Un coup de coeur de Mollat
Dans la première, un fait divers dramatique, le naufrage du paquebot Lusitania coulé par les allemands pendant la Grande Guerre, est l'argument de départ. Cet événement connu et largement exploité par la chronique car il précipita les Américains dans la guerre, nous en aurons une vision étrange à travers la rencontre improbable d'un jeune homme, fils de paysans pauvres irlandais, et d'une jeune femme venue sur les lieux du drame pour remplir une mission. Unis dans une quête macabre, réunis sur une barque dans une pêche aux cadavres, l'un pour toucher la prime promise par les assurances, l'autre pour retrouver un homme dont nous ne saurons rien, ce couple inattendu va connaître ce qui n'est réservé qu'aux gens liés par une forte intimité, complices de faits inavouables quand rien ne devrait les rassembler. Dans cette ambiance, M. de Kerangal va utiliser les ressources de sa langue précise, les alternances de temps, son art de l'ellipse et nous entraîner dans une aventure où le macabre se conjugue aux couleurs poétiques de la nuit, dans des courants où le trouble des corps se fait charnel malgré le froid.
La deuxième nouvelle, Sous la cendre, nous change complètement de décor puisqu'elle se déroule dans une île volcanique, Stromboli, lieu où sommeille la colère d'un monde que l'Homme croit avoir dompter.

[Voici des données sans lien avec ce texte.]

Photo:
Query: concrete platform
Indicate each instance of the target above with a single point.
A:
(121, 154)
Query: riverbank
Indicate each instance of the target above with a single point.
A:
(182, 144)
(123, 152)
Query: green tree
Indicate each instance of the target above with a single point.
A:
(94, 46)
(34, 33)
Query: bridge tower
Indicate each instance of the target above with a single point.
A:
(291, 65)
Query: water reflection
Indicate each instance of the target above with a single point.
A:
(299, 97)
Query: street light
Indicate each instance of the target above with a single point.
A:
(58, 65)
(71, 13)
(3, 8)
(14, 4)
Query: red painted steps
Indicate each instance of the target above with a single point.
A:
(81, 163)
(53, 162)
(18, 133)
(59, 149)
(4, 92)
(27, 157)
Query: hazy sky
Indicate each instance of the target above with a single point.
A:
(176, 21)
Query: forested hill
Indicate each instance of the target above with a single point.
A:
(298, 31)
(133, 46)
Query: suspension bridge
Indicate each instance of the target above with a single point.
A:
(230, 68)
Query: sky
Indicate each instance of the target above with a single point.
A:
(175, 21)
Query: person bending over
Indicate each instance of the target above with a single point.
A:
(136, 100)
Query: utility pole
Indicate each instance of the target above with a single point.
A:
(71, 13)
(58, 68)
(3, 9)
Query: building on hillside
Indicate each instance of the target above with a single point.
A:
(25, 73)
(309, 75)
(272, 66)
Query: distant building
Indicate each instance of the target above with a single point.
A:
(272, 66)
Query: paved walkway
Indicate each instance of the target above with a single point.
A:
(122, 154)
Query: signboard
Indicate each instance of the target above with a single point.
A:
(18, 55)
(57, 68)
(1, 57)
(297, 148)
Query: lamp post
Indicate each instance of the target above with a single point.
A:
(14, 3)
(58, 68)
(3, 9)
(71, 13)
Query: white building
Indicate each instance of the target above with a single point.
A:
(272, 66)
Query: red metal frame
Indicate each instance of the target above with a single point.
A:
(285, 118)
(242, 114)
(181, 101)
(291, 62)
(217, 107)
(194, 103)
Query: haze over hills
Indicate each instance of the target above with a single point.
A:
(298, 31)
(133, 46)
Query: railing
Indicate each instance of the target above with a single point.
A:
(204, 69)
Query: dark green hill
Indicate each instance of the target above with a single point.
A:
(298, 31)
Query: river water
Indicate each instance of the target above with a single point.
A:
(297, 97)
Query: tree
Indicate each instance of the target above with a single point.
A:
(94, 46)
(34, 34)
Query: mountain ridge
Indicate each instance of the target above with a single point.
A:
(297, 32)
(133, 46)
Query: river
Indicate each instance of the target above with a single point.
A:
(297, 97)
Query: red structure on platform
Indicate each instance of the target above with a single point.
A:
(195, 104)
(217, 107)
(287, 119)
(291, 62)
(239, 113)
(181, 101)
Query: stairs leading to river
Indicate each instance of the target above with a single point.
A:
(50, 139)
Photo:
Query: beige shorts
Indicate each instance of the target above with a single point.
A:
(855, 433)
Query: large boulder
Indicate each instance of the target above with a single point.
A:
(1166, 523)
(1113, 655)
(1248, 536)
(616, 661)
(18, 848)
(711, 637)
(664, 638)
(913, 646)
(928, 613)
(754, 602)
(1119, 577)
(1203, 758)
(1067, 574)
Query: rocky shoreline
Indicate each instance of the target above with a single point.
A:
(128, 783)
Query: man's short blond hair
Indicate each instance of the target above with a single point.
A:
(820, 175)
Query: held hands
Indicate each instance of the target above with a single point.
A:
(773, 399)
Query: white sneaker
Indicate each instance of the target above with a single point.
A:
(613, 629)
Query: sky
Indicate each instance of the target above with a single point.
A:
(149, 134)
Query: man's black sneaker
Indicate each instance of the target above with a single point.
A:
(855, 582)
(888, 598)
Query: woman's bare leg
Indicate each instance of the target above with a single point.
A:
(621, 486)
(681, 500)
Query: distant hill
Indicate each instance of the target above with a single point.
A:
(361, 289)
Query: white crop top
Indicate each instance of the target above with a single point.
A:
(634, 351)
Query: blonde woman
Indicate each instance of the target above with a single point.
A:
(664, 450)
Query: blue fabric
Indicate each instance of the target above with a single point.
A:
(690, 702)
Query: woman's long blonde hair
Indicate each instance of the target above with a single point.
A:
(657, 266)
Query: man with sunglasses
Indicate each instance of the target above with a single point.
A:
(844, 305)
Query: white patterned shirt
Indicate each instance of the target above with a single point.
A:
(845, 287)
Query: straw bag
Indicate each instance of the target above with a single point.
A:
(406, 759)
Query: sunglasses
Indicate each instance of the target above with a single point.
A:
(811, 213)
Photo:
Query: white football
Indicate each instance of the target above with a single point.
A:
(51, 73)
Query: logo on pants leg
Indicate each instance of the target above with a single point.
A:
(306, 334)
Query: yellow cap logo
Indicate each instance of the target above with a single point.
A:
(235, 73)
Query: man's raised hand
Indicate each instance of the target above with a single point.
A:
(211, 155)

Le touriste vient ici avec une innocence orgueilleuse grimper les escarpements d'une montagne qui gronde sans comprendre que se joue sur ses pentes une histoire violente et que la souffrance peut surgir d'une balade qu'on croyait anodine. Deux étudiants sont les protagonistes de cette histoire et ils en feront l'expérience cruelle dans le sillage d'une jeune femme qui les guide vers l'abîme. Là encore, et c'est un des plaisirs tourmentant que l'on découvre lorsqu'on lit Maylis de Kerangal qui ne se veut pas omnisciente narratrice, bien des choses nous sont cachées, bien des ressorts psychologiques nous restent voilés. Nous sommes face à des tragédies parfaitement construites et mises en scène mais aucun coryphée ne viendra nous donner l'épilogue.
Cet art de la brièveté, du silence, cette mise en scène de la lumière qui est une des grandes forces de l'auteur (on se souvient avec émotion de son premier roman), cette vision poétique du chaos qui nous habite ou nous entoure traversent ses deux longues nouvelles, puissantes et mystérieuses comme des romans qu'on aurait dépouillés de leur pesanteur. De quoi nous autoriser en tout cas à lui tresser des lauriers et à, de nouveau, nous impatienter.